Let’s discuss these possibilities.

Do Autisic People Have a Special Connection With Animals?

One of the things that I came across in my study of autistic spectrum disorders, is that many autistic people seem to have an ability to “connect to” or “relate with” animals, sometimes better than with people.  Anecdotally, I have heard of people with Aspergers who really liked to go and hang out outside with their pets after coming home from school.  The animals were beings with whom this Aspie could “be himself” and decompress, rather than feeling like he had to keep his act together like he did in school.

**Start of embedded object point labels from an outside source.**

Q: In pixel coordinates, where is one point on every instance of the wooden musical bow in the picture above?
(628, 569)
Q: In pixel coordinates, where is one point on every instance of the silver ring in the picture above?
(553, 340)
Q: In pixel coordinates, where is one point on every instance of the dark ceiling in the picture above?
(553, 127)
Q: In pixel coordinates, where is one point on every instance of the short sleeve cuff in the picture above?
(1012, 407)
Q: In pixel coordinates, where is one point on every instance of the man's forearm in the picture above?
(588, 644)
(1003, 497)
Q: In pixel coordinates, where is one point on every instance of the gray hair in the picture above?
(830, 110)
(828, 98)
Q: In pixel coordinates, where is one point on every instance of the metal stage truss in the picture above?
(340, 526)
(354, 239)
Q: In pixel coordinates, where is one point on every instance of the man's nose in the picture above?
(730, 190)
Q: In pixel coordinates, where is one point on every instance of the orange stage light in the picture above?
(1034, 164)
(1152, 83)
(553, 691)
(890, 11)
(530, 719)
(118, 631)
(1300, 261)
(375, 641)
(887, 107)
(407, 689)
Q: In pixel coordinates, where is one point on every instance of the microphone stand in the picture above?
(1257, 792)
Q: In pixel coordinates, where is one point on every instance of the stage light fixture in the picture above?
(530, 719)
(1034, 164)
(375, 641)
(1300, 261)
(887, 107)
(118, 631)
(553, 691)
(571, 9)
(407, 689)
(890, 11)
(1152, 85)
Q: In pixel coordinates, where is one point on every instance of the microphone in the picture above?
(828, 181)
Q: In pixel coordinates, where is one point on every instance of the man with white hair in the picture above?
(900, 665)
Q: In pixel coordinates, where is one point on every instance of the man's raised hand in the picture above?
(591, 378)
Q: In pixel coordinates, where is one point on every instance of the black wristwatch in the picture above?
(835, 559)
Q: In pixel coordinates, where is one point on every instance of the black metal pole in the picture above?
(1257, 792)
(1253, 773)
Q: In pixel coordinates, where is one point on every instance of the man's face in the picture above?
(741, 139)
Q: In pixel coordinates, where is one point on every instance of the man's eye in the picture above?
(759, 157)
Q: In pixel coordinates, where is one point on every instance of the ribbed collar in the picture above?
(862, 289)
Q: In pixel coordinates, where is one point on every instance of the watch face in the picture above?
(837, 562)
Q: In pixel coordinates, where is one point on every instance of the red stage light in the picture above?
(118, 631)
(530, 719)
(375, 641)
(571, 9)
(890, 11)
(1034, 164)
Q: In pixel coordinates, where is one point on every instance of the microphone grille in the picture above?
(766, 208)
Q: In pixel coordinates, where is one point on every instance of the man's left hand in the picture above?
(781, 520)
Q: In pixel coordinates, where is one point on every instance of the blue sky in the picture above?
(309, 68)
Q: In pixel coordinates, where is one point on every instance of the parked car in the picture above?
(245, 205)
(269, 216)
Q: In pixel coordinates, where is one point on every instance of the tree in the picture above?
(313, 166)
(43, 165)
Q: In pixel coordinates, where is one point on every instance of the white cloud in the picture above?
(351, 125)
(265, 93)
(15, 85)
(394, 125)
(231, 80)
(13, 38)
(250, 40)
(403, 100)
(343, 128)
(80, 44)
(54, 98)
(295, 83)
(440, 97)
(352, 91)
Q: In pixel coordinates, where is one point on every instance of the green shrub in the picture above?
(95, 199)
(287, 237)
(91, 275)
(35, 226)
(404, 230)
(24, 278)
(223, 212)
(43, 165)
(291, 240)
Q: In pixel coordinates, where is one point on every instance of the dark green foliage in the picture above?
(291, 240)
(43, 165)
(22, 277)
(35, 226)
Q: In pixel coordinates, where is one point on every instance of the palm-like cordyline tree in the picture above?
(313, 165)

As an unscientific aside, I have recently been exposed to several articles and instances of this information which I found intriguing so I will pass on.  Some people think that some autistics are more “spiritually aware” or have a somewhat psychic ability to communicate.  I know that many people to do not believe in psychics at all, and I don’t have any first-hand experiences with anything I would consider psychic phenomenon.  However, I find the field intriguing and there is some preliminary evidence of a scientific model for this in the field of quantum physics.  (E.g. The Intention Experiment, What The Bleep Do We Know, etc.).  I also just watched a documentary last night about an “Animal Communicator” who is basically a woman who can communicate telepathically with animals.  I am just now as I write this making the connection that maybe some autistic people are more comfortable/able to communicate telepathically and are able to use that gift to communicate with animals.  I have no evidence for this, and it sounds crazy as I write it, but I’m into pushing the envelope, so there you go.  Let me know if you have any thoughts on this in the comments below.  Please.  I am very curious!

I also talked to Jackie at Thrive with Autism, who is herself a very high-functioning adult autistic woman, and she shared that she thought animals were very good at creating a loving environment, which was important for healing.  She also shared this site on Autisic Healing with the Power of Intention with me, if you care to delve further into that rabbit hole.


Is There Any Research Or Scientific Evidence that Animals Help Autistic People Improve Their Symptoms?



What Do Autism Service Dogs Do and Is That A Viable Option For My Family?

In addition, I found out that there are actually trained Autism Service Dogs who are dogs, of a variety of breeds, who are trained to assist people with Autism, just like dogs assist people who are blind, have a seizure disorder, or even diabetes.  There are all sorts of service dogs, and the only requirement is that the dog be TRAINED TO PERFORM A SPECIFIC TASK to help a person with a DEBILITATING MEDICAL DISORDER.  That means, the dog has to do something specific to help you.  It can’t just “be comforting” or “be a social bridge.”

Some tasks autism service dogs have been performed to do is to sit on someone’s lap or lie down on them to calm them when they are having a melt down.  Specifically, they can “interfere with” and “interrupt” stimming behavior to redirect the person into a more socially acceptable activity.  Additionally, many autistic children have trouble with “bolting” or running away.  By tethering a child to the autism service dog, the child may feel more grounded and pay more attention to what is going on.  And, they won’t be ABLE to run away, because the dog will anchor them in place.  If the child does escape from the house or store, the dog can act in a Search and Rescue mode, practiced with simple games of hide and seek ahead of time, and search for the lost child.